The University of Central Florida is selling Martian dirt, $20 a kilogram plus shipping.
This is not fake news. A team of UCF astrophysicists has developed a scientifically based, standardized method for creating Martian and asteroid soil known as simulants.
“The simulant is useful for research as we look to go to Mars,” says Physics Professor Dan Britt, a member of UCF’s Planetary Sciences Group. “If we are going to go, we’ll need food, water and other essentials. As we are developing solutions, we need a way to test how these ideas will fare.”
For example, scientists looking for ways to grow food on Mars — cue the 2015 film The Martian — need to test their techniques on soil that most closely resembles the stuff on Mars.
“You wouldn’t want to discover that your method didn’t work when we are actually there,” Britt says. “What would you do then? It takes years to get there.”
UCF’s formula is based on the chemical signature of the soils on Mars collected by the Curiosity rover. Britt built two calibration targets that were part of Curiosity rover.
Researchers currently use simulants that aren’t standardized, so any experiment can’t be compared to another in an apples-to-apples kind of way, Britt says.
As a geologist and a physicist, he knows his dirt. Like a recipe, the ingredients can be mixed in different ways to mimic soil from various objects, including asteroids and planets. And because the formula is based on scientific methods and is published for all to use, even those not ordering through UCF can create dirt that can be used for experiments, which reduces the uncertainty level.
Kevin Cannon, the paper’s lead author and a post-doctoral researcher who works with Britt at UCF, says there are different types of soil on Mars and on asteroids. On Earth, for example, we have black sand, white sand, clay and topsoil to name a few. On other worlds, you might find carbon-rich soils, clay-rich soils and salt-rich soils, he added.

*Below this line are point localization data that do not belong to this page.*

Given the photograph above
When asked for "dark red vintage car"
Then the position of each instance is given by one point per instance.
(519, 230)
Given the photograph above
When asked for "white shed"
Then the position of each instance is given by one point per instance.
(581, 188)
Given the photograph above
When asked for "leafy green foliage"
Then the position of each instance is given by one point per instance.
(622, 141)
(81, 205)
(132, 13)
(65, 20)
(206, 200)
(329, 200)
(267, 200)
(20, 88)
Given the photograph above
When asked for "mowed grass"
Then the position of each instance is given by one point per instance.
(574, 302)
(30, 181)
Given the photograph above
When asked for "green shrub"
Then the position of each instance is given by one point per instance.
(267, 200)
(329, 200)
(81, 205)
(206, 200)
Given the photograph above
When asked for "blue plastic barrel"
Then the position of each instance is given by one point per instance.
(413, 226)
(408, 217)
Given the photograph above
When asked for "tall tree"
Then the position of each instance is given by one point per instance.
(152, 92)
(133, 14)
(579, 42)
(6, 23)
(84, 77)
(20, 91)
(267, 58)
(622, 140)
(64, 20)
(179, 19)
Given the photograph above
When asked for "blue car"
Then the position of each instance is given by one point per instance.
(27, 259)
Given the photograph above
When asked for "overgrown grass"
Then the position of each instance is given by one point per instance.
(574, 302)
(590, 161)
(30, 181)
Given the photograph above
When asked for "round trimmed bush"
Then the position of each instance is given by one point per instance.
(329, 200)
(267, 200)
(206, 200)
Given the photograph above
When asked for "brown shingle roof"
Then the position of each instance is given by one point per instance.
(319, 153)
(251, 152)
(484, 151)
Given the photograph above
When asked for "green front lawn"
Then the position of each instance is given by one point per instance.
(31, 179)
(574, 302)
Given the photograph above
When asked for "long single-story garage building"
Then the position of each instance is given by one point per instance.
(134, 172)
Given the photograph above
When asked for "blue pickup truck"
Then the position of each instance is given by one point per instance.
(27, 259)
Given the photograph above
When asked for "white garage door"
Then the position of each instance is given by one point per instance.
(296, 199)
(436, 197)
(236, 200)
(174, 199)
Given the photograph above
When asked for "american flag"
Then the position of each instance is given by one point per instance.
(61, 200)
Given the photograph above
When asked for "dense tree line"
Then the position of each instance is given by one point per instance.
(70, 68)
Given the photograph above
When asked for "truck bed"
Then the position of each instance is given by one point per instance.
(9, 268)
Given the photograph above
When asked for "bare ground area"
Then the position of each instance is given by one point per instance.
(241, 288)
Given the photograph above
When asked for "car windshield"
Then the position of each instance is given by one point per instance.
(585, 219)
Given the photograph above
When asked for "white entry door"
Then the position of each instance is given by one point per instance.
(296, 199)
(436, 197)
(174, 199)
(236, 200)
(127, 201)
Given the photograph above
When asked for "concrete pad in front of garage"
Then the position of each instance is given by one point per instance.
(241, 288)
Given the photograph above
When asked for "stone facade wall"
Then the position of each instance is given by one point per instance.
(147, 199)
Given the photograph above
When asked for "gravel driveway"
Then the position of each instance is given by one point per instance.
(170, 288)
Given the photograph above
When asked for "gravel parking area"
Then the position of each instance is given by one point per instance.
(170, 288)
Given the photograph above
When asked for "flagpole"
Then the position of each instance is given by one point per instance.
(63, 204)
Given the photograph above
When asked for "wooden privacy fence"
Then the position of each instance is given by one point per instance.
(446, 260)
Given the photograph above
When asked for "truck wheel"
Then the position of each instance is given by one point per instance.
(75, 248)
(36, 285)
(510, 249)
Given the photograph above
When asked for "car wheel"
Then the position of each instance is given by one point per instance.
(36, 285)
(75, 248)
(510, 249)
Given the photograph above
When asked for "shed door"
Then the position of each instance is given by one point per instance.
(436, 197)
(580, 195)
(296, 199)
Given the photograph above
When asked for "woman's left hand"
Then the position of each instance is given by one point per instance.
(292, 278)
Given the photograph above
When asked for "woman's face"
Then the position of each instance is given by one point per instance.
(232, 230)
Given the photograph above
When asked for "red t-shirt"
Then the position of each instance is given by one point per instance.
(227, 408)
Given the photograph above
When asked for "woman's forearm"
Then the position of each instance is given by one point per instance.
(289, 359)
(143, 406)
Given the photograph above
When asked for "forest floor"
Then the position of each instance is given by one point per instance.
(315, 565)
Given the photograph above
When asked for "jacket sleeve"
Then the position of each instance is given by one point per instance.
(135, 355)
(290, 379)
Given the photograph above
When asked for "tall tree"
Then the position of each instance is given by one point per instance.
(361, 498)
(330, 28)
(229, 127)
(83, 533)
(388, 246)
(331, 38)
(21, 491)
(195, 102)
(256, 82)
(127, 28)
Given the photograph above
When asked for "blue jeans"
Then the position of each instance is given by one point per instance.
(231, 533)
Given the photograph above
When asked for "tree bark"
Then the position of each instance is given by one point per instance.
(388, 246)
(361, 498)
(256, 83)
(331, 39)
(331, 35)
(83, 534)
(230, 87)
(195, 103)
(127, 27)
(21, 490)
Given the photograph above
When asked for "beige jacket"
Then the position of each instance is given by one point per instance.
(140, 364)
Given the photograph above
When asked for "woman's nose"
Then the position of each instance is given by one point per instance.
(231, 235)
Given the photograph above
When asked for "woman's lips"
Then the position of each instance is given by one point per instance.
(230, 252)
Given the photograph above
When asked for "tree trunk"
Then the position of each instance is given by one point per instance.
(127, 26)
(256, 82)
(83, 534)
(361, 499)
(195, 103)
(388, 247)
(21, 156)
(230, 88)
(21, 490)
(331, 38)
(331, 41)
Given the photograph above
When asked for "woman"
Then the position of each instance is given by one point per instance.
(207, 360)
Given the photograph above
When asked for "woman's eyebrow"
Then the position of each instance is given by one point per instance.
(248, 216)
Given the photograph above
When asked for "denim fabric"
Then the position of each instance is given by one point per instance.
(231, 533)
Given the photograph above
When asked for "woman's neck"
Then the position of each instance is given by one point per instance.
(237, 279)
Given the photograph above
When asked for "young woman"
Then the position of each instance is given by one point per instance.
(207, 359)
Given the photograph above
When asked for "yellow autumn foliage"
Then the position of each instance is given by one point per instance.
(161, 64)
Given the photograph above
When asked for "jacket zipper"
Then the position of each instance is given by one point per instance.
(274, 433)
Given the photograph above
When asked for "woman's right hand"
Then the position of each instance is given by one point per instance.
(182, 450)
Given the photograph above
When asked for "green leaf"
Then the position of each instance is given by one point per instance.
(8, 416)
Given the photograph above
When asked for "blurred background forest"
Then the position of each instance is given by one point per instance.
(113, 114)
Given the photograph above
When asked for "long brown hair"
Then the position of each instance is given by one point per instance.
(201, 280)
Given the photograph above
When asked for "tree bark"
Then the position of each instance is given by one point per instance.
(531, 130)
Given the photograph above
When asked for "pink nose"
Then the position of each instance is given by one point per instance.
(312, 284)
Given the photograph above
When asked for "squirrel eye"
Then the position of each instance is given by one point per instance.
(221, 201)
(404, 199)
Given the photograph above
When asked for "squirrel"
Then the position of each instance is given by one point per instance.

“With this technique, we can produce many variations,” Cannon says. “Most of the minerals we need are found on Earth although some are very difficult to obtain.”
Cannon is in Montana to collect ingredients for a moon simulant this week. Moon and asteroid materials are rare and expensive on Earth since they arrived via meteorites in small amounts. That’s why asteroid and moon simulants are also on the list of items that can be ordered. The UCF team can mimic most ingredients and will substitute for any potentially harmful materials. All simulants produced in the lab meet NASA’s safety standards.
Britt and Cannon believe there is a market for the simulant. At $20 a kilogram, plus shipping, it may be easier to send UCF an order, than to try and make it in labs across the nation.
The team already has about 30 pending orders, including one from Kennedy Space Center for half a ton.
“I expect we will see significant learning happening from access to this material,” Britt says.
Cannon believes it will help accelerate the drive to explore our solar system as demonstrated by investments already being made by Space X, Blue Origin and other private companies.
For Cody Schultz, a mechanical engineering senior, getting to work on the experimental soil has been “very cool.”
“For someone who has always loved space science, this is the ultimate cool,” he says. “And the experience is fantastic in terms of the real world … out-of-this-world experience.”